Sunday, May 13, 2007

Getting on with life.

Well: I didn't get my dream job, applied too late for my dream rock climbing course in Tatry mountains, the mirror in my camera locked up itself and I still don't have a bike....

Anyway, I need to get on with life. Need to get a bike and apply for a Accelerated Free Flight course - a parachuting course (my other dream). I need to get that camera fixed 'cause I still can't afford to get the dream digital one (like Nikon D80 or even D200). I'll also need to find a vacation substitution for this climbing course. I don't know yet what it would be but I need to find out soon.
Surprisingly I do not feel very down because of the lost job opportunity and this lost climbing course. Maybe it's the age or simply experience. I don't know. Important is that I am happy - I am! And I'm happy that I'm happy. It is a sign that I must be going the right direction. It calms me down a bit. Eases up my analytical thinking and edginess. The first thing about aging that I observed is that at some moment (I guess that only for some people - I'm speaking for myself here) life becomes a kind of a schedule divided into years. It will of go how and where you "schedule" it. If you plan this and that this year, you'll most probably do it. If you can't then you might wanna have a backup plan for such instances - something that you want to do equally eagerly. If you don't have a plan your year it simply drips through your fingers and it might be happening year after year if you don't notice soon enough. But I think that such kind of planning requires you to be prepared in terms of knowing what you want, what can be resigned from in favor of something else which is more achievable but achievable.

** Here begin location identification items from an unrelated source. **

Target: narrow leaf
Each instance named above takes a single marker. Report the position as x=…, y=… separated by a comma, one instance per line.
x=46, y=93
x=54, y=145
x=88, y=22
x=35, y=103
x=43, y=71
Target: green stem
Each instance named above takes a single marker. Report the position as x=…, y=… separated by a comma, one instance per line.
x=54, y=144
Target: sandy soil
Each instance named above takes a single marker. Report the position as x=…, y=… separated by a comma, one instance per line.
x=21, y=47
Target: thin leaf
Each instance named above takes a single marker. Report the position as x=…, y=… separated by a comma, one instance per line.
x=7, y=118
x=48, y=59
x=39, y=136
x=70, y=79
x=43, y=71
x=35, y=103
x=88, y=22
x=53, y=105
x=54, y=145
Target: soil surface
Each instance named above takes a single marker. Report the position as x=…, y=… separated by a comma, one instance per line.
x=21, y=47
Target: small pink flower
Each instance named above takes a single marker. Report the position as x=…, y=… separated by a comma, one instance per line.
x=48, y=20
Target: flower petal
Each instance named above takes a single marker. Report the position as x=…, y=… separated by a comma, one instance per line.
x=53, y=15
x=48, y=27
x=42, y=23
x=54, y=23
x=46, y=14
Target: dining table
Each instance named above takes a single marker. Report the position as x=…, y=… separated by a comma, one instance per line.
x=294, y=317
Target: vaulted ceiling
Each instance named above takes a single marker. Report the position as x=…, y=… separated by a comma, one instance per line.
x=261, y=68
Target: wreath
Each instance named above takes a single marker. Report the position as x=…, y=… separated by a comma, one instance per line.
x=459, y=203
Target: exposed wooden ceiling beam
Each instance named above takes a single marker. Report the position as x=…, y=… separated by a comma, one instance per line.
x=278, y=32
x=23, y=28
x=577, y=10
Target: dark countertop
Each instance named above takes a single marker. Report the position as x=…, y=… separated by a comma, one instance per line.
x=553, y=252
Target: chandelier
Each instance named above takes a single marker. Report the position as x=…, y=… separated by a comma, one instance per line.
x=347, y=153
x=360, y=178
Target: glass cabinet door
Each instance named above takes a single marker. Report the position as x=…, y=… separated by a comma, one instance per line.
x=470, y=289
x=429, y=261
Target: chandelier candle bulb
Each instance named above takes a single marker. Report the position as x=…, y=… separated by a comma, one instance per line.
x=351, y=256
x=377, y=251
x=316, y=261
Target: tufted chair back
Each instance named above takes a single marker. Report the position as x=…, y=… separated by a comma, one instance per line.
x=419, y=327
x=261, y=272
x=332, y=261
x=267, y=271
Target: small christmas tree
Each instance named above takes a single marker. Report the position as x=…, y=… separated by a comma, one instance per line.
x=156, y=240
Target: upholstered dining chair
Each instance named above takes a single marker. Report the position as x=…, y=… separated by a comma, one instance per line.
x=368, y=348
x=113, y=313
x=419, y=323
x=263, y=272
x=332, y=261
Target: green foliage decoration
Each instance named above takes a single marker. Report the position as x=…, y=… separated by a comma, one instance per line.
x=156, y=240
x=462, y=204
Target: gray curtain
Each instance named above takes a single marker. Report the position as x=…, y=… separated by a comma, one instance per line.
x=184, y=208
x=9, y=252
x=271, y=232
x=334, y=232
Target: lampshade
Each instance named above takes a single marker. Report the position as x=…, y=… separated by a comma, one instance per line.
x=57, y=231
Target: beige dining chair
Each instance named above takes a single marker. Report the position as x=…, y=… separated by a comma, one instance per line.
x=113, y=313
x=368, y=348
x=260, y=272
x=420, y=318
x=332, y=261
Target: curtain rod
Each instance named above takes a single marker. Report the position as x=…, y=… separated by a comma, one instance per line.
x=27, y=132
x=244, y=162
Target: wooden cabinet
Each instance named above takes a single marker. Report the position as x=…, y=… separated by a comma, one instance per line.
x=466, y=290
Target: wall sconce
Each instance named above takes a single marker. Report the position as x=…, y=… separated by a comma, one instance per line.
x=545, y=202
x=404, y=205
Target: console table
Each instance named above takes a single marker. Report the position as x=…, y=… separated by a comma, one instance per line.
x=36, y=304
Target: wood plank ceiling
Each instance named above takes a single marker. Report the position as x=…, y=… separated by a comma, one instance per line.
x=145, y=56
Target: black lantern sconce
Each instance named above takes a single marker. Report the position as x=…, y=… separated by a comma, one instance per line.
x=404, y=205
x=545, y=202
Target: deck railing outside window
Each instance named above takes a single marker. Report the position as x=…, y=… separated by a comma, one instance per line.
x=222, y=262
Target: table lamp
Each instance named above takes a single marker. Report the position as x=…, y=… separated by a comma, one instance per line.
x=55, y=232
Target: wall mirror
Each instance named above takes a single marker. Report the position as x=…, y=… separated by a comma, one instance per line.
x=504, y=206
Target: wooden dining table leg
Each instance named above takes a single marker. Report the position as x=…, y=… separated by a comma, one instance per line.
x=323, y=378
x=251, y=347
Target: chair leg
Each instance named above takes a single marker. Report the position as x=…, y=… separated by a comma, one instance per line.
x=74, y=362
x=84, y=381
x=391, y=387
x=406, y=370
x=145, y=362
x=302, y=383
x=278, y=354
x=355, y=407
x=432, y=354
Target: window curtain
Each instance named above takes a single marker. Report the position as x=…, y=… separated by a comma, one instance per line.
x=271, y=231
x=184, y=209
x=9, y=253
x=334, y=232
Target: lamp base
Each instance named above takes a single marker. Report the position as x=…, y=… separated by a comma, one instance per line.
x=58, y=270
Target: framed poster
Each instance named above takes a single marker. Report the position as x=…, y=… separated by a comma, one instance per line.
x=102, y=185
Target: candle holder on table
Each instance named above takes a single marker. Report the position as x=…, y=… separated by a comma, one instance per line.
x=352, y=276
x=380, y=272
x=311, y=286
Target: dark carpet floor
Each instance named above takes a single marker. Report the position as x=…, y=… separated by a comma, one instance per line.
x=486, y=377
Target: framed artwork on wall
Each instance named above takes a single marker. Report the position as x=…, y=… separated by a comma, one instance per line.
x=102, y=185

You first need to learn to choose in agreement with what is really important for you. Sometimes it might be a category of things and not necessarily specific, concrete things. This allows for choice and preference. If you'd never think about things you want and never think deeper into things that you want and are important to you, you would not have anything to choose from. So if you'd have just only one thing that you want to do this year there is a risk that if you don't achieve it you'd feel very bad about yourself.

Always have alternatives. Have various hobbies and interests. It helps to live a happier life.

Tuesday, May 8, 2007

Back Down to Earth (Prose of life)

I just missed a great job offer. Thought I was the one for this one. Turned out I wasn't. It came as a total surprise to me. Went through a depression-like period - I must admit. Had a deep drop in motivation towards my current job. Thinking that this might come out as good for me kept me in one piece. Funny how a child in me came out suddenly. Wanted a toy but didn't get it.

Well, this is what life is partly about. A struggle. Kind of survival. But again it seems as the greatest enemy is the one within a man, not anything outside. It is all about how we interpret what comes by. This was the time when I interpreted an occurrence as another proof that I made many mistakes in my life. You know one of these times when you say to yourself: "Didn' I tell you?!". I think if I wasn't that much of an egoist I would simply wait humbly for another opportunity not necessarily thinking that such an event describes me in any way. But I do think so, and it hurts me. When will I finally grow up to just accept how we are in life and how we are connected to other people in this life, what are the rules of life and the rest of this. I am afraid that in my case this might come only sometime after I retire and then I will have the every right to resent me being too egocentric throughout most of my life.

How do we stop to be egoists? I mean really stop, not pretend we aren't in front of others and ourselves? Anyone keen to advise?